By James Besante
Albuquerque Journal, Nov. 25, 2012
Winthrop Quigley, “Health Care Landscape Changing” published on Nov. 13, is quite correct that the chaos and disruption being experienced by thousands of New Mexicans who must choose between their medical care provider — doctor or nurse practitioner — and their Lovelace Health Plan insurer is a very strong argument for a single-payer, improved-Medicare-for-all health system.
With single-payer, similar in many ways to Medicare, every patient gets to choose his own provider and hospital. The government, using tax dollars, is the sole insurer and the patient never receives a bill.
No other Western nation, all with single-payer or nonprofit government-regulated insurance, would allow their citizens to be mistreated like the Lovelace patients.
Quigley understands this but casts doubt on research showing a single-payer system would cover everyone and be less costly than our extremely expensive and wasteful system.
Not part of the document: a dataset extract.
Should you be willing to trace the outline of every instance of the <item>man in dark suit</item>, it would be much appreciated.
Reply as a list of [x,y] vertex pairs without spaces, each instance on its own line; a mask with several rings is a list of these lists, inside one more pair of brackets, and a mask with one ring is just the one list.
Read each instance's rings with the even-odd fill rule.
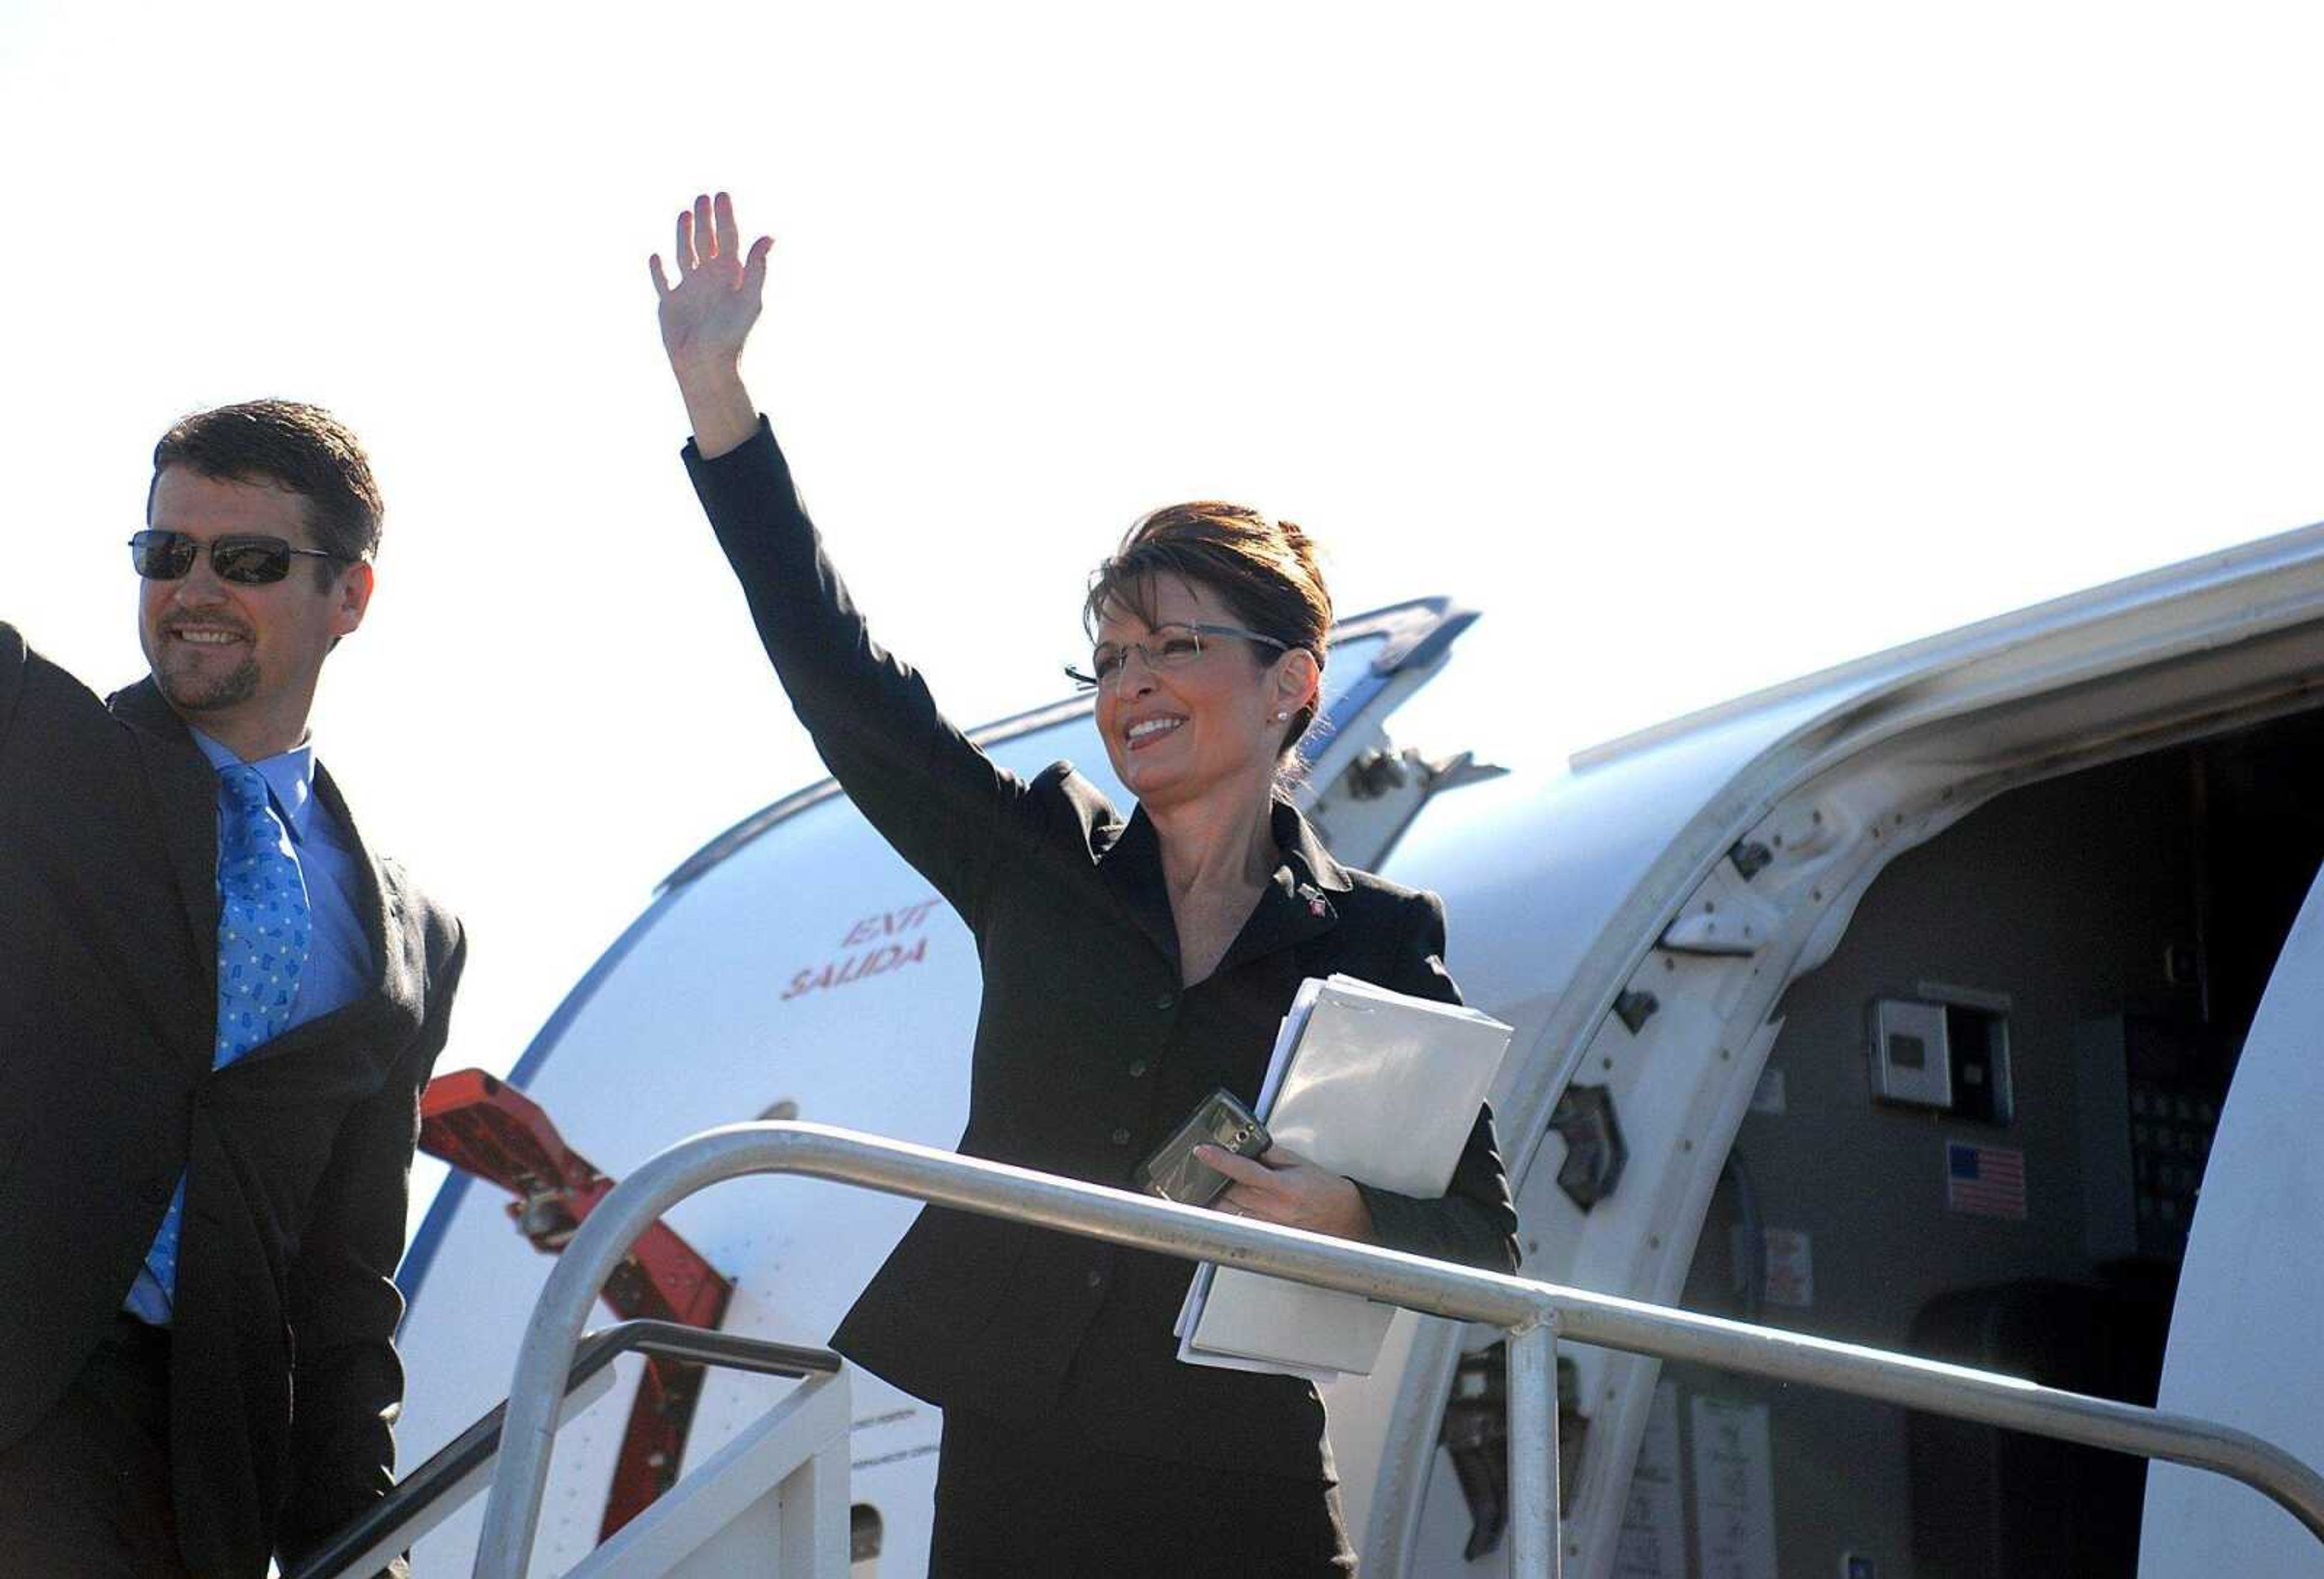
[[260,1579],[387,1490],[390,1279],[466,946],[307,739],[372,593],[353,435],[189,417],[146,515],[148,679],[100,702],[0,623],[6,1579]]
Such doubts are unmerited.
Multiple studies in peer-reviewed scientific journals such as the New England Journal of Medicine, Aug. 21, 2003, have shown that hundreds of billions of dollars a year could be saved by streamlining the administrative costs that result from having hundreds of private insurance companies. Nonpartisan government agencies including the Government Accounting Office (1991) and the Congressional Budget Office (1993) have reached similar conclusions.
Here in New Mexico, The Lewin Group, a health care consulting firm, found in 1994 that single-payer reform could save $151.8 million and cover all the uninsured. A more recent Mathematica study (2008) found even greater savings.
Yes, the health care system is certainly undergoing rapid changes. The question is whether these changes will ultimately be in the interest of patients or of the investor-owned corporations such as Ardent, the owner of the Lovelace Health Plan.
Quigley points out that “Obamacare is designed to preserve the insurance industry.” Thus, under the Affordable Care Act, we can expect to see more disruption of care that we are seeing at Lovelace.
The reliance on the private insurance industry is the plan’s fatal flaw and will lead to its eventual failure.
We must lay the groundwork now for the single-payer, Medicare-for-all system that will better serve my patients and all New Mexicans.
James Besante is co-chair, N.M. Network of Health Professionals for a National Health Program.